It doesn’t compare with the uncovering of 15,000 Iraqi corpses no one had previously acknowledged (but that is not exactly a trending Twitter topic today, is it?) Still, there are some eye-opening revelations contained in “What Vogue really pays its models”.
I harbor no illusions about the fashion industry (two words: Terry Richardson!), but I was actually kind of shocked by Jenna Sauers’ examination of the numbers and arrangements brought to light by the $3.75 million lawsuit filed by three eastern European models against the Next Agency.
Really, the day rate for “new faces” at Vogue is $125. And for “established models” $250!
Although that is pretty hard to square with the only model quote most people remember (“We don’t wake up for less than ten thousand dollars a day”), apparently the editorial pay rate is hardly a secret.
BUT, in at least one model’s case, those modest fees still hadn’t been paid nearly a year after being incurred. And after looking over the contracts, you could make the case that the agency in question, which is supposed to work on behalf of the models, offers something like indentured servitude for all but a few of them.
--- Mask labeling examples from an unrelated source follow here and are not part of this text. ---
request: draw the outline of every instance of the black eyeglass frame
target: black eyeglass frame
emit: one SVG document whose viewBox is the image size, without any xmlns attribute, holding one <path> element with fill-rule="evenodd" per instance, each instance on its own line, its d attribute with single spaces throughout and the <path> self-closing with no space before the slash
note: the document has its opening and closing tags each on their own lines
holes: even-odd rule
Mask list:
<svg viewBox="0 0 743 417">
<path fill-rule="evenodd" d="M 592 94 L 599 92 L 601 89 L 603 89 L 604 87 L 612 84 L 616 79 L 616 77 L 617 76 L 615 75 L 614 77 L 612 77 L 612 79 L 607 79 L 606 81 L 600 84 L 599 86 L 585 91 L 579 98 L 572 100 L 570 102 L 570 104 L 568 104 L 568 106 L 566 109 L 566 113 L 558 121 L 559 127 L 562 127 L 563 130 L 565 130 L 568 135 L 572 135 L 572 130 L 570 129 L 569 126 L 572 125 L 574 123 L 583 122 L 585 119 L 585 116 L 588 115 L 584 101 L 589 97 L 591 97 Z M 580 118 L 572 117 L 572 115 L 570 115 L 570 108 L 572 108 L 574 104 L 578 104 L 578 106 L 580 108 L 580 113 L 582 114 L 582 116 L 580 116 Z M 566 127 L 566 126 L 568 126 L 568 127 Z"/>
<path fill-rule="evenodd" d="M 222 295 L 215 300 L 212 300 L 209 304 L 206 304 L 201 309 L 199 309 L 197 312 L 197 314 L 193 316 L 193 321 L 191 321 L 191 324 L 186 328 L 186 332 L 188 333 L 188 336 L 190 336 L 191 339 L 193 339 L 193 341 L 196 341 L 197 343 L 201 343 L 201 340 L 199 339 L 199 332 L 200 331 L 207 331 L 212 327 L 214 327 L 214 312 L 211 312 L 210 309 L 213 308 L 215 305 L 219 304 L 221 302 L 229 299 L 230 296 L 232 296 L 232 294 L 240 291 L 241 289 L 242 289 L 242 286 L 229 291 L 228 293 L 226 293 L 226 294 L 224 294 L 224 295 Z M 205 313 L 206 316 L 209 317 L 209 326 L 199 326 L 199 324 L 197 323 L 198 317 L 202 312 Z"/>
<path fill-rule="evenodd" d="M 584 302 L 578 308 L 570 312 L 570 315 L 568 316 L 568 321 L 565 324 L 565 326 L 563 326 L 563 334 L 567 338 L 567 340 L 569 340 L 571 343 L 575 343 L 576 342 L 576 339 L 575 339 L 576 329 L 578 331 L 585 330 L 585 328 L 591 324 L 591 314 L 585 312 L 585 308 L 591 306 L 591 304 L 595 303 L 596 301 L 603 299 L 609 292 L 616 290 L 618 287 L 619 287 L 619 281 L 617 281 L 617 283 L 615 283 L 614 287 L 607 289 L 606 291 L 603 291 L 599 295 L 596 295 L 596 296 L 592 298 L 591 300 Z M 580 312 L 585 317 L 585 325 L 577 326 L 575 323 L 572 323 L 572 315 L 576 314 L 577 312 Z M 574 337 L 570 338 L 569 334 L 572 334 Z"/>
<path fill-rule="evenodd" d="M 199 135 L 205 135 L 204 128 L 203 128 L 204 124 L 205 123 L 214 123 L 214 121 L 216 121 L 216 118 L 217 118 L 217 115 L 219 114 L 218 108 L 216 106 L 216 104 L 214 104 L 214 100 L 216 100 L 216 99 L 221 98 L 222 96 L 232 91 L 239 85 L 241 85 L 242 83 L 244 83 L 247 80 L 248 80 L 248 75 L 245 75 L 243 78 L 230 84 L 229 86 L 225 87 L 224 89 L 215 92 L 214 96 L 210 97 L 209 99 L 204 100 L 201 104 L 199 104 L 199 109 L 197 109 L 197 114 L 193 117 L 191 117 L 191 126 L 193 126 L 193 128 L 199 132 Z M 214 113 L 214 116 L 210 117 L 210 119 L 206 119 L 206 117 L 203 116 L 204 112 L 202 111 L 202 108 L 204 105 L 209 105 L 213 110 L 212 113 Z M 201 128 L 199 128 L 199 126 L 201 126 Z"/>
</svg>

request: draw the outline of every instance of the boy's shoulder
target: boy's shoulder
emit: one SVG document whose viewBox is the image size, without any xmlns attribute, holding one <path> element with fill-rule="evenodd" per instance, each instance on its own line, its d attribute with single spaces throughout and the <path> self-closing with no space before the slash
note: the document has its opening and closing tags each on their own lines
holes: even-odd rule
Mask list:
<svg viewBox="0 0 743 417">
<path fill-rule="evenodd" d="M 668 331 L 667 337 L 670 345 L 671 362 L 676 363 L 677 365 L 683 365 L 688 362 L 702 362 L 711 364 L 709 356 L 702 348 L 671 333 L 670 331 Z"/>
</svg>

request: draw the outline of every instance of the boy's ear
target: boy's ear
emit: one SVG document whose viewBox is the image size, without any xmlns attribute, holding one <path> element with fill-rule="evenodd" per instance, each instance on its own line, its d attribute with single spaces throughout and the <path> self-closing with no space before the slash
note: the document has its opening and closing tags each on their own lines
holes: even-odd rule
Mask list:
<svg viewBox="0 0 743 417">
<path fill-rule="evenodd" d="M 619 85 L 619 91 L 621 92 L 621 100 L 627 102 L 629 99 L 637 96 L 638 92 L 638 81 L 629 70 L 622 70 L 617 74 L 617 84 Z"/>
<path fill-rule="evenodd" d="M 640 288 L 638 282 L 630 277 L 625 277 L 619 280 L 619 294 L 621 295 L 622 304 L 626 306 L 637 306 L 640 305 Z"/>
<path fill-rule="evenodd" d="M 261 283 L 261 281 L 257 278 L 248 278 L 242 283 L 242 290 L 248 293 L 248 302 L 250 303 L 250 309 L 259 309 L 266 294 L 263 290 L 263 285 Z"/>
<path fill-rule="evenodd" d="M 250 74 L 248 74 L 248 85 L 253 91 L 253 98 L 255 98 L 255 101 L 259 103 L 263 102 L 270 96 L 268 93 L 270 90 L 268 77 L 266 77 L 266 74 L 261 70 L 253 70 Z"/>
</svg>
The piece is funny/shocking, a perfect balance of outrage/bemusement (the author, Jenna Sauers, is a former model). The myriad ways agencies take advantage of their clients (typically teenagers, frequently girls with little or no English) is dizzying, to say the least.
A brief excerpt, and Sauers’ conclusion:
Next also includes in its standard contract a provision that it be permitted to keep up to $5,000 of a model’s earnings in what it calls a “Reserve Account,” just in case Next incurs any expenses on the model’s behalf at some time in the future. Pedaru isn’t subject to this clause — it’s crossed out. But in its standard form, this contract binds a model to a management agency that will first take 20% of everything that she earns, then take a bite out of the rest for miscellaneous expenses that it need not inform the model of beforehand or seek her permission for, a management company that may book her on jobs for clients that have a record of non-payment at her sole risk, and then, if she’s still in the black after all that — and a lot of newer models, especially those on the hook for the travel costs booked by the agency, and the rent at the models’ apartment the agency owns, and the grocery and phone bill money they have to borrow against their future earnings (at a 5% penalty) which agencies call “pocket money,” are most assuredly not in the black after the above calculations — if that model is in the black after all that, the first $5,000 left over is the agency’s to hold on to. Just in case. Pedaru was three months shy of her 16th birthday when she signed her contract with Next.
The lessons here? Vogue Paris pays crap, Vogue pays not much better, neither of them pays particularly quickly, and campaigns are worth a mint to everyone lucky enough to work on them. And if you are a 5’10” 15-year-old with 34″ hips who would like a job where you’ll bear all the market risks associated with your labor, be solely responsible for expenses outlayed by others on your behalf without your consent, and maybe meet nice, successful men like Terry Richardson, modeling might just be the ticket.